Christmas is coming early and often for me this this year — trying to get families together at the same time has resulted in at least four different Christmas gatherings. At the first of these many gatherings I scored a Craftsman folding utility knife with rosewood handle.
After struggling with the blister pack, I had to wipe the oil covering the knife lest it get all over my clothes. Since this knife came from China it was inevitably coated in a layer of oil to keep the salt air from corroding it. At least that’s what I’m guessing, but I could be wrong. Maybe it’s just not cost-effective to wipe the machining oil off at the factory.
Something about this knife just says “pick me up and touch me.” The knife’s heavy construction feels good in your hand and the rosewood inlay looks pretty, too. When you open the knife, the locking spring emits a solid click when the blade is in position. That’s where the love affair ends. A few things really bother me about this knife.
- There’s no provision for storing extra blades.
- The blade can come in contact with the back of the knife when folded, dulling it.
- The thumb post is too close to the pivot point so it’s a pain to open one-handed.
- The lip of the blade-change mechanism is too close to the thumb post, so you can accidentally unlock the blade if you’re not careful.

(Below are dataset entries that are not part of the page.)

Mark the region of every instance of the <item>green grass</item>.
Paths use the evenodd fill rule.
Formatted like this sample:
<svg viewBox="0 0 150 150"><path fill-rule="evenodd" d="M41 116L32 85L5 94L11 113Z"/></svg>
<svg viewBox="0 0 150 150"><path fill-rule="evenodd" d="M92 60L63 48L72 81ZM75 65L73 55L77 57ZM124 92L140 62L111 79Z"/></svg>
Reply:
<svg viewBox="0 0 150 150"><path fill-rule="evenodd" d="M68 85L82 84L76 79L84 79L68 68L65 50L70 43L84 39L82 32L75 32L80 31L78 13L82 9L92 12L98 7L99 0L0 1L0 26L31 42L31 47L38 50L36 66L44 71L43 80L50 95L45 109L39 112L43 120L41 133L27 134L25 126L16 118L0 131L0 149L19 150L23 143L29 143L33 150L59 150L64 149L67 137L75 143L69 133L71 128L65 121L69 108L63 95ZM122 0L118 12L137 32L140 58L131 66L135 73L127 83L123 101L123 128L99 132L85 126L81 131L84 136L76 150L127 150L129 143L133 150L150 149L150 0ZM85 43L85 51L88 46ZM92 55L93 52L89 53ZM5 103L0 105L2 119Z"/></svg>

It’s just disappointing that there are so many minor problems with this knife. No one who’s ever used a good knife would’ve designed a knife with these flaws. Except for extra blade storage, fixing these problems would not have affected the manufacturing cost.
The Craftsman website also shows two different knives on the website, the Craftsman-branded knife I received and a very similar-looking knife branded Sheffield. The Sheffield knife looks like it addresses at least two of my grievances: the thumb post looks like it’s a few millimeters further from the pivot, and the direction the blade holder opens is reversed so you’re less likely to open it while you’re opening the knife.
Craftsman includes a leather case, but the knife also comes with a beefy belt clip attached to it. With all its faults, it’s still hard to pass up this knife for just $8. If Craftsman would just make a few minor changes, this knife would be an unbelievable bargain.